Unutulmaması gereken bir öbür noktanın ise tuz tüketimi olduğunu aktaran Altay, “Sağlıklı yetişkin bir bireyin günlük alması gereken tuz ölçüsü 4 ila 6 gramdır. Bu tuz gereksinimi, istikrarlı ve uygun porsiyonlu olağan bir gündelik beslenme ile zati karşılanmaktadır. Bilhassa yüksek tansiyon, kalp yetmezliği, kronik böbrek hastalığı üzere durumlarda hastaların yemeklere tuz eklemekten ve hazır besin tüketiminden şiddetle kaçınması gerekir” formunda konuştu.
“ET VE TATLI TADIMLIK TÜKETİLMELİ”
Kalp ve Damar Cerrahisi Uzmanı Doç. Dr. Gökçe Sevimli de bayramda et ve yağlı yiyecek tüketiminin artışına bağlı olarak sağlıklı beslenme sisteminin bozulduğunu bu nedenle kalp damar sıhhatinin tehlikeye atıldığını söyledi.
Yağlı et tüketilmesi nedeniyle kandaki kolesterol düzeyinin yükselmesinin damar sertliği hastalarında önemli rahatsızlıklar yaratabileceğine işaret eden Doktor Gökçe Şirin, kalp, tansiyon, diyabet üzere kronik hastalıklara sahip şahısların rutin beslenme nizamlarına her vakit uymaları gerektiğini belirtti.
Bayramda rutin beslenme tertibinin dışına mümkün olduğunca çıkmamanın kıymetini vurgulayan Kalp ve Damar Cerrahı, et ve tatlı üzere besinleri tadımlık tüketmenin en yanlışsız prosedür olduğunu tabir etti.
“DİYABET HASTALARI SÜTLÜ VE DOĞAL TATLILARI TERCİH ETMELİ”
Endokrinoloji ve Metabolizma Hastalıkları Uzmanı Dr.
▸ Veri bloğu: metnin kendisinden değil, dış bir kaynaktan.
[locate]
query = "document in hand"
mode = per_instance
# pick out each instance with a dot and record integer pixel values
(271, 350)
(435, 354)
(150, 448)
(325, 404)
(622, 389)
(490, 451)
Safiye Arık da Kurban Bayramı’nda yağlı beslenme modelinin, et ile tatlı tercihindeki artışın ve denetimsiz tüketimin bilhassa şeker, obezite, yüksek tansiyon, kalp damar hastalığı ve böbrek yetmezliği üzere kronik hastalıklara sahip şahıslarda önemli sıhhat sıkıntılarına yol açabileceğini söyledi.
Yağlı besinler ile et ve tatlı tüketimindeki ani artışın, çarpıntı, tansiyon ve kan şekerinde yükselmelere neden olabileceğini belirten Endokrinolog, kırmızı ette kolesterol içeriği fazla olduğu için diyabet, kalp damar ve hipertansiyon hastalarını, et tüketiminde çoka kaçmamaları ve etin yağını temizleyerek yemeleri konusunda uyardı.
Doktor Safiye Arık, beslenme nizamının kısa müddette değişiminden ötürü kilo alımının da yaşanabileceğini aktararak, “Yağlı etlerin doymuş yağ ve kolesterol oranı yüksek olduğu için diyabet ve yüksek tansiyon üzere kronik hastalığı olan şahıslar eti çoka kaçmadan kısıtlı tüketmelidir. Bayram ziyaretlerinde bilhassa diyabeti olan hastalar şerbetli tatlıdan kaçınmalı, mümkünse az şekerli, sütlü ve doğal tatlıları tercih etmelidir. Kan şekeri denetiminin bozulmaması için tatlı tüketiminde az şekerli dondurma ya da meyve tercih edilmeli, ayran, az şekerli komposto yahut bitki çayları tüketilmelidir” dedi.